The frequency of MHC-I antigens expression in muscle fibers are shown in detail in table. Fig. 2 A–C depicts its expression in the sarcolemma or sarcoplasm, as well as lack of expression. MHC-I antigens expression in either sarcoplasm or sarcolemma were observed in 79.4% of PM patients, 62.5% of DM patients, and 27.6% of controls. No MHC-I antigens expression were observed in either the sarcolemma or the sarcoplasm in 20.6% of PM patients, 37.5% of DM patients, and 72.4% of controls.

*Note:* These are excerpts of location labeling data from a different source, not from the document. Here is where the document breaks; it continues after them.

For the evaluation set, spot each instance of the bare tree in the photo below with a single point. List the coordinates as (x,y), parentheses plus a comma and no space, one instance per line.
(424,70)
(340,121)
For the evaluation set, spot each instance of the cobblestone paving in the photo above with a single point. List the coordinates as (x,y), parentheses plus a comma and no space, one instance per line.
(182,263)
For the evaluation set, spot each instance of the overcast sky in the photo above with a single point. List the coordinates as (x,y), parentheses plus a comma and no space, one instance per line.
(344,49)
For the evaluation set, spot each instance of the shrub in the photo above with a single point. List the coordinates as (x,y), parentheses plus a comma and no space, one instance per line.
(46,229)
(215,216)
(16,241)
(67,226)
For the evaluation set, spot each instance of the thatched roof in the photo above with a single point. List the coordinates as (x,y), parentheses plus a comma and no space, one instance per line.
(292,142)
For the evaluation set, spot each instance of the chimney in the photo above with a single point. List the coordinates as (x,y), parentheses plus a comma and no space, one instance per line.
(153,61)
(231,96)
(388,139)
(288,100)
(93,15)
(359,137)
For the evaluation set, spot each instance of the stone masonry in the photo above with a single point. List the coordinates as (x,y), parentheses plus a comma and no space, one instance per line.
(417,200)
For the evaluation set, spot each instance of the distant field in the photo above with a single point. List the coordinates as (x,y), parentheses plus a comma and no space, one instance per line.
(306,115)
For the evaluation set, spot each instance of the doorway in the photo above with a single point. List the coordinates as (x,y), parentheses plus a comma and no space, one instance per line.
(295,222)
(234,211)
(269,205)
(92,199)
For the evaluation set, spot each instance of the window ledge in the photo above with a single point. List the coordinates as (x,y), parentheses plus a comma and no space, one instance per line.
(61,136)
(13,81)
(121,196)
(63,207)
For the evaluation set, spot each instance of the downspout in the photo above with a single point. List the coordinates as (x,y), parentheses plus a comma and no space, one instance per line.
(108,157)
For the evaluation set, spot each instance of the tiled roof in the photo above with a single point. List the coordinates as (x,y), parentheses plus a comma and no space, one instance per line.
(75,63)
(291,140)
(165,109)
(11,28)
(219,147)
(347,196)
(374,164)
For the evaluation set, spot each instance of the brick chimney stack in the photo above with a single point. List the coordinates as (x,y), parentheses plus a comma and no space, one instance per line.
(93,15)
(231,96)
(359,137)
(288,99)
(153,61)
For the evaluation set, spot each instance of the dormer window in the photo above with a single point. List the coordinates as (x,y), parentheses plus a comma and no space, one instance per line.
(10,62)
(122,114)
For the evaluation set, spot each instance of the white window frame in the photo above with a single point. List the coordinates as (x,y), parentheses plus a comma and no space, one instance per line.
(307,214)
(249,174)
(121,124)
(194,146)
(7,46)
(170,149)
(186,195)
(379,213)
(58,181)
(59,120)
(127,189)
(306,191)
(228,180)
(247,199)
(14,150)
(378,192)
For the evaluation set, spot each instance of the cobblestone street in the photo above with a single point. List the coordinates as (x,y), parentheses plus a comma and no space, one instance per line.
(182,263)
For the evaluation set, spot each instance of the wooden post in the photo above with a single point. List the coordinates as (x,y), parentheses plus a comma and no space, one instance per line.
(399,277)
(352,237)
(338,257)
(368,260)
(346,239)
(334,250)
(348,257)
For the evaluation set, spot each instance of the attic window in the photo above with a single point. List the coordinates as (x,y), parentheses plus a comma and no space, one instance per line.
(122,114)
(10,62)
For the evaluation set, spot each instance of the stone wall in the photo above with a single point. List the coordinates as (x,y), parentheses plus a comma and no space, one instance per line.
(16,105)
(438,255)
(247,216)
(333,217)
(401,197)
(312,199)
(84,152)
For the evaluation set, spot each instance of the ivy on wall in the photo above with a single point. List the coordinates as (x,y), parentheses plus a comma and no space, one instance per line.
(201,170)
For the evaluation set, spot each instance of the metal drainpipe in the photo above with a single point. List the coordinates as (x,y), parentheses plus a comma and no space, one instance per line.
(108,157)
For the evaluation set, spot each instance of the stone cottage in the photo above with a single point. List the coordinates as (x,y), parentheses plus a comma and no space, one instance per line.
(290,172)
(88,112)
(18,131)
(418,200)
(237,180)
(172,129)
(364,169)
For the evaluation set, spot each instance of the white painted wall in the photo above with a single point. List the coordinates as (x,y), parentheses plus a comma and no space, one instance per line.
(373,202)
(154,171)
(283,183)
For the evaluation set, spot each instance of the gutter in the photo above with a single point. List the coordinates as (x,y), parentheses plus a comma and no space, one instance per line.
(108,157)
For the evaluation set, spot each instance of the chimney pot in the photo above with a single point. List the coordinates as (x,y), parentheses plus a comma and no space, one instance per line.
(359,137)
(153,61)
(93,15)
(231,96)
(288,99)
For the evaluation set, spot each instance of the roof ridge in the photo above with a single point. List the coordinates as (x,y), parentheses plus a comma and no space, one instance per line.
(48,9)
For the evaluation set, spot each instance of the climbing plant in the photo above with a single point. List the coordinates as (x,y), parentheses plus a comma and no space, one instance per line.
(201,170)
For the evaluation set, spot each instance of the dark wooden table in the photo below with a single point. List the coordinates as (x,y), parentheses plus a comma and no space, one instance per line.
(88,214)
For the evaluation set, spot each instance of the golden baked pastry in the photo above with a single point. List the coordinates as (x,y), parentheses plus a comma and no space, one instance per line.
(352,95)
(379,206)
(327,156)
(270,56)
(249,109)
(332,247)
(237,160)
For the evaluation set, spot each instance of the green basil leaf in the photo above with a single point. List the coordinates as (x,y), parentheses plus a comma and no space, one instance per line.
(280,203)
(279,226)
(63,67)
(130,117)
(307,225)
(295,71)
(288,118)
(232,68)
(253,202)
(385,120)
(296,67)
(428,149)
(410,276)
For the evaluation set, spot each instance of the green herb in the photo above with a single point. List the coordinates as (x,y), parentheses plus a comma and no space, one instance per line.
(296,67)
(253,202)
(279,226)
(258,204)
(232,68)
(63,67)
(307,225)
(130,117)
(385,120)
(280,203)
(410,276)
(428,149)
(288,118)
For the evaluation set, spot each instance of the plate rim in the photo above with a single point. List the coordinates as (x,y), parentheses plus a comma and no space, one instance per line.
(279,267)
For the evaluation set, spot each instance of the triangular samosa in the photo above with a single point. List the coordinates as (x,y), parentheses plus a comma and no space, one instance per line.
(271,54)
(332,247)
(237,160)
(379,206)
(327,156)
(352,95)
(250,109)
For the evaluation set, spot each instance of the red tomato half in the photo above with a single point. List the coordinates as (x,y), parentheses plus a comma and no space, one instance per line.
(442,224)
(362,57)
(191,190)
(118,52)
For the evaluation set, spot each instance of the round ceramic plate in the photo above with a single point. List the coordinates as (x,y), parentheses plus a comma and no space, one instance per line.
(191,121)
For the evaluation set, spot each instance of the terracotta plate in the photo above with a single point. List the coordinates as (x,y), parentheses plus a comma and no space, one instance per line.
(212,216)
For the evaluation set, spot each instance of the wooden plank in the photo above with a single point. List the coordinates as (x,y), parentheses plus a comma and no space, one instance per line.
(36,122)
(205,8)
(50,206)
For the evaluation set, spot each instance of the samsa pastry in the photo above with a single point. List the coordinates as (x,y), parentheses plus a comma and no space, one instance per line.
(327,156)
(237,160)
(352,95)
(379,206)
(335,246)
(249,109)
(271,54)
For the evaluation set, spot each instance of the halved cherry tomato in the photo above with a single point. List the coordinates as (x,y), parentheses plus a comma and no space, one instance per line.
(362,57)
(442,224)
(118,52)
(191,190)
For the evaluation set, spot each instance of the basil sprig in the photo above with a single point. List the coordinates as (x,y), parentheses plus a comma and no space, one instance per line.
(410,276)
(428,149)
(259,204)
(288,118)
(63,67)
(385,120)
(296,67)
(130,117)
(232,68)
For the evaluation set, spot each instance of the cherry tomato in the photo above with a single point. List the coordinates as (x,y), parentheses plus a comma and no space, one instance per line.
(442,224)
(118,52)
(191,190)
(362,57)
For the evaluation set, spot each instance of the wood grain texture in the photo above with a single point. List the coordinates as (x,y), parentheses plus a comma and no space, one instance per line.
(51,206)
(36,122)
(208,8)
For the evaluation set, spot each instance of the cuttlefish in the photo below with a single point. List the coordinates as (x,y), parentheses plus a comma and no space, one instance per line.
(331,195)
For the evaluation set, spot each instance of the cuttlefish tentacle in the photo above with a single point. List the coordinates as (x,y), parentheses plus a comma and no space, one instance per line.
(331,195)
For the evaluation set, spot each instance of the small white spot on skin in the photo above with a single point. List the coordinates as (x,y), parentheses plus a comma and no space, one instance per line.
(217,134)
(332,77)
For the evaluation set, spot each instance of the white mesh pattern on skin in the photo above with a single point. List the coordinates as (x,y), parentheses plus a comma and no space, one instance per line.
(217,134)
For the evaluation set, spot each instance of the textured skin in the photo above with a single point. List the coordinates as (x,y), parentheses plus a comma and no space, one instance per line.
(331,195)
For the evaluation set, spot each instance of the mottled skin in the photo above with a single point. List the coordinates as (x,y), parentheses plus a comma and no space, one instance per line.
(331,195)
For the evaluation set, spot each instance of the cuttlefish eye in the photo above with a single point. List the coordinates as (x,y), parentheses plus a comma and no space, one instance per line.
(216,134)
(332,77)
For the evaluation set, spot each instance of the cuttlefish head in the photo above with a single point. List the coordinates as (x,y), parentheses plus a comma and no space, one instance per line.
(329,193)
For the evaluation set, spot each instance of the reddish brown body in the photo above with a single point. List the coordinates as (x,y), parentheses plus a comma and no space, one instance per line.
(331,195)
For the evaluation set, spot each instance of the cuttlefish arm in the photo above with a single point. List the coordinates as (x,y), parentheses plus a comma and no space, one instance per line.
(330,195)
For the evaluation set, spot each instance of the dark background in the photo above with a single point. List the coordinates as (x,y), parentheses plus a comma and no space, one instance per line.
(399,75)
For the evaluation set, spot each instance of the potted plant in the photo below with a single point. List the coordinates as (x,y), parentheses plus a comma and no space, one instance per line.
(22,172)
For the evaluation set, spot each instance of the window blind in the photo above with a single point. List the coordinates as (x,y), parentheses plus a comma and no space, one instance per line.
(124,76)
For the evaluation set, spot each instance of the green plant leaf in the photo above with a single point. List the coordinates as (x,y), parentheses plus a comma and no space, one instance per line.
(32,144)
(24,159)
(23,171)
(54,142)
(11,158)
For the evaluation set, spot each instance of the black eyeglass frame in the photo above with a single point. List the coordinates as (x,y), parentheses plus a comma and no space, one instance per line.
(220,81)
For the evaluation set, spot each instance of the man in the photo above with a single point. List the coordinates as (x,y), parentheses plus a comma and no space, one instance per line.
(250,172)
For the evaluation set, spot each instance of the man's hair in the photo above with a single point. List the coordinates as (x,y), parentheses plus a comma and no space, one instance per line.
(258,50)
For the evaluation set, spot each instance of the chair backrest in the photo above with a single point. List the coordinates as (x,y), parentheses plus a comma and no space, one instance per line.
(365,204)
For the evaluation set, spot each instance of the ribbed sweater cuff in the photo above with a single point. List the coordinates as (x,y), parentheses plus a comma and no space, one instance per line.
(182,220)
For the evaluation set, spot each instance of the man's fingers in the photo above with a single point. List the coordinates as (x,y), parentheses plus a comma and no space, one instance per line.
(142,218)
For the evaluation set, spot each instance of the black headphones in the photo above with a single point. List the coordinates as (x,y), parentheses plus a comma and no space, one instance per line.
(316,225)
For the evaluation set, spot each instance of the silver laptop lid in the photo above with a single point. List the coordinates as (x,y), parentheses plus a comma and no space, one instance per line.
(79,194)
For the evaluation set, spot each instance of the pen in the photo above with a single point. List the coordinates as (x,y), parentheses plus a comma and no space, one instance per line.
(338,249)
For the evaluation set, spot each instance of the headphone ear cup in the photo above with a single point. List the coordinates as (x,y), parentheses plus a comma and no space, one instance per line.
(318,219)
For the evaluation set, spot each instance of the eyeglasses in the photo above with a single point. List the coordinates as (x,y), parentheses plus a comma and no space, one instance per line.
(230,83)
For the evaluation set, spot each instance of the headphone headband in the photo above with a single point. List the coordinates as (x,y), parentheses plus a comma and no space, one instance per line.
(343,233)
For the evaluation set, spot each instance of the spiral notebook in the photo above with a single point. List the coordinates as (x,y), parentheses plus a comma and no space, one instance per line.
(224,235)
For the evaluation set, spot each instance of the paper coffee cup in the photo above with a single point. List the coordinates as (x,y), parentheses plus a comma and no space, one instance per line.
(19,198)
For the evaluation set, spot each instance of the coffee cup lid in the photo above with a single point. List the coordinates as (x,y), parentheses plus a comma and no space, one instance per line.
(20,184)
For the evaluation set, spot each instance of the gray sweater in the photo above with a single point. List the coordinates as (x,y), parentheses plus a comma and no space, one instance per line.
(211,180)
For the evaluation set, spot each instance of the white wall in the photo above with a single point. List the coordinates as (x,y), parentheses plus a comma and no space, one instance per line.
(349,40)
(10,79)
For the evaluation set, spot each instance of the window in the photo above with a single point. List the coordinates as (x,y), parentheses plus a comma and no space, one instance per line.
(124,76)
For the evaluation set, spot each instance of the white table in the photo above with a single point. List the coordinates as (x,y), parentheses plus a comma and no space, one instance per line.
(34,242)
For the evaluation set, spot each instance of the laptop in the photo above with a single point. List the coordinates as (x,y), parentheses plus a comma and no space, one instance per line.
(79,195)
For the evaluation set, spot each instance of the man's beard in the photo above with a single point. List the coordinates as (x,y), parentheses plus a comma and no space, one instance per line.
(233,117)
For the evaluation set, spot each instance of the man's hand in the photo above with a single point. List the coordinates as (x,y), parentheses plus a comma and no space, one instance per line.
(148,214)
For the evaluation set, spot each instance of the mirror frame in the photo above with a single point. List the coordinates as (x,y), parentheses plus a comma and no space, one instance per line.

MHC-I antigens expression in muscle fibers. (A) negative; (B) sarcolemma; (C) sarcolemma and sarcoplasm
The frequencies of antibody positivity for CD4 and CD8 are detailed in Table 1. Fig. 3 A–C depicts CD4/CD8 expression mainly in the endomysium. The majority of PM cases (76.5%) tested positive for CD4 expression, while 23.5% tested negative for both CD4 and CD8. Similarly, 75% of DM cases tested positive for CD4, and 25% tested negative for both CD4 and CD8. Either CD4 or CD8 expression was observed in 24.1% of control samples; however, expression of both CD4 and CD8 was observed in 0% of control samples, and 75.9% tested negative for both CD4 and CD8.
Expression of MHC-I antigens (sarcolemma and sarcoplasm), CD4 and CD8 in muscle biopsies from patients with polymyositis (PM), dermatomyositis (DM) and controls (C).
CD4 and CD8 expressions: (A) CD4-positive; (B) CD4-negative; (C) CD8-positive; (D) CD8-negative.
MHC-I antigens expression in either the sarcoplasm or the sarcolemma were observed together with CD4 positivity in 88.2% of PM, 50% of DM, and 3.5% of control samples. In comparison, MHC-I antigens expression in either the sarcoplasm or the sarcolemma were observed together with CD8 positivity in 35.3% of PM, 12.5% of DM, and 0% of control samples.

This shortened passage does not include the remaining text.